A NASA-funded study believes the United States could return a human to the moon in about five-to-seven years for roughly $10 billion using two independent and competing commercial service providers in a government-industry arrangement.

The study, led by NexGen Space LLC President and former NASA senior advisor for commercial space Charles Miller and co-principal investigator, Alan Wilhite of Wilhite Consulting, Inc., finds that returning a human to the moon could potentially be achieved within NASA’s existing deep space human spaceflight budget. NASA could leverage recent program innovations like the public-private Commercial Orbital Transportation Systems (COTS) model to get back to the moon at a dramatically-reduced rate.

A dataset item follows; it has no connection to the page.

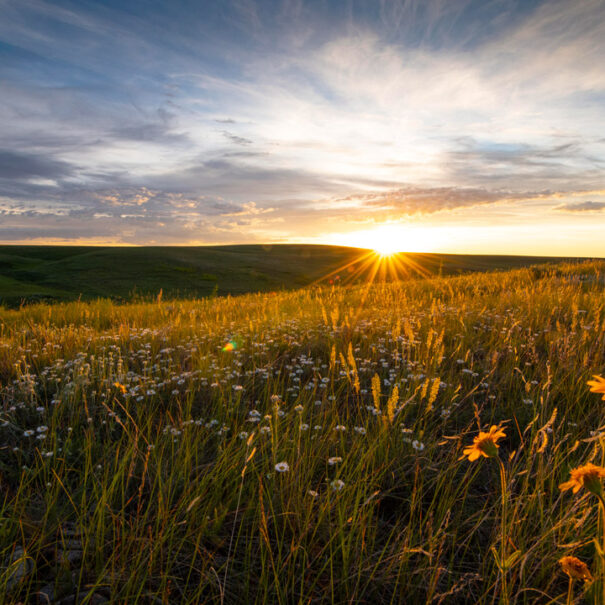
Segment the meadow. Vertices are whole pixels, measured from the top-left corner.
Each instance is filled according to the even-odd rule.
[[[371,253],[370,253],[371,255]],[[0,305],[111,298],[199,298],[350,281],[368,250],[308,244],[239,246],[0,246]],[[423,274],[511,269],[563,259],[408,254]],[[346,267],[346,269],[343,268]],[[367,268],[366,268],[367,269]],[[358,271],[366,281],[368,271]]]
[[[0,601],[601,602],[559,486],[605,460],[604,294],[590,261],[0,309]]]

Artist's illustration of a potential base on the moon. Photo: NexGen Space LLC.
Artist’s illustration of a potential base on the moon. Photo: NexGen Space LLC.

Miller said on Monday that the American people are the targets for the study. Miller said when the idea of returning humans to the moon is brought up periodically, the “automatic reaction” is that it would cost around $500 billion.

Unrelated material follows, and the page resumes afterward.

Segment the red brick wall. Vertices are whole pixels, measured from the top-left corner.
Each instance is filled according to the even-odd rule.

“We want to kill the idea that it has to cost hundreds of billions of dollars to go back to the moon,” Miller said during a press briefing at the National Press Club in Washington hosted by the National Space Society and the Space Frontier Foundation. “We think we have definitively answered if you use a different method–public-private partnerships leveraging America free enterprise–you can do it at a radically lower cost.”

The study finds numerous national security and economic growth benefits from an “evolvable lunar architecture” (ELA) that leverages commercial capabilities and services. In particular, higher launch rates of Defense Department launch vehicles and use of on-orbit propellant transfer will significantly lower the cost of DoD launch services. The study says low-cost and reliable access to space is critical to U.S. national security.

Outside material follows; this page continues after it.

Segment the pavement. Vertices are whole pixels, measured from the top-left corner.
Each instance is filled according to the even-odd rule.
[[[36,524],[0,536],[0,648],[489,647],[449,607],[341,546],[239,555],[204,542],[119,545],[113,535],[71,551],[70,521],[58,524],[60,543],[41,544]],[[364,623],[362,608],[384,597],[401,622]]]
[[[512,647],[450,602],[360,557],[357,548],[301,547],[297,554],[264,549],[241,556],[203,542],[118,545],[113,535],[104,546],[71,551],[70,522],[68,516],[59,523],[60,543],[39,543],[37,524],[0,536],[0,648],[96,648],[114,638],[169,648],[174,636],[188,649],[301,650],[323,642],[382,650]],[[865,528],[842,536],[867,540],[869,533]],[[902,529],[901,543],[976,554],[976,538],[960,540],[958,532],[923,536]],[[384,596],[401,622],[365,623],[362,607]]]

A lunar architecture, the study says, could also close the business case for a commercial reusable launch vehicle that could substantially eliminate U.S. vulnerability to “Pearl Harbor-style” attacks in space and make reusable launch vehicles deterrents to war. Since commercial reusable launch vehicles could provide a surge capability to rapidly replenish our space assets, just the existence of reusable launch vehicles will reduce the incentive to attack U.S. assets in space. This means the U.S. is less likely to need to use them in a war.

An evolvable lunar architecture, the study said, may also spur advances in robotics and telepresence that may have important military aspects. Other technological advances that could evolve include environmental systems, chemical and processing engineering advances from resource harvesting, additive manufacturing and environmental monitoring.

One risk to the plan is that humans aren’t exactly sure how much water is on the moon or how deep it is. This is important, the study said, because the amount of water available on the moon would enable further prospecting and establishment of a permanent lunar base, which could promote economic development at a small, marginal cost and provide a stop for humans on the way to Mars.

Miller said while humans know water exists on the moon, we don’t know how plentiful it is nor how deep it is. Calling this a key issue, Miller recommended NASA should send a resource prospector to the moon to evaluate. He said it would take roughly three-to-four years to determine how much water is on the moon.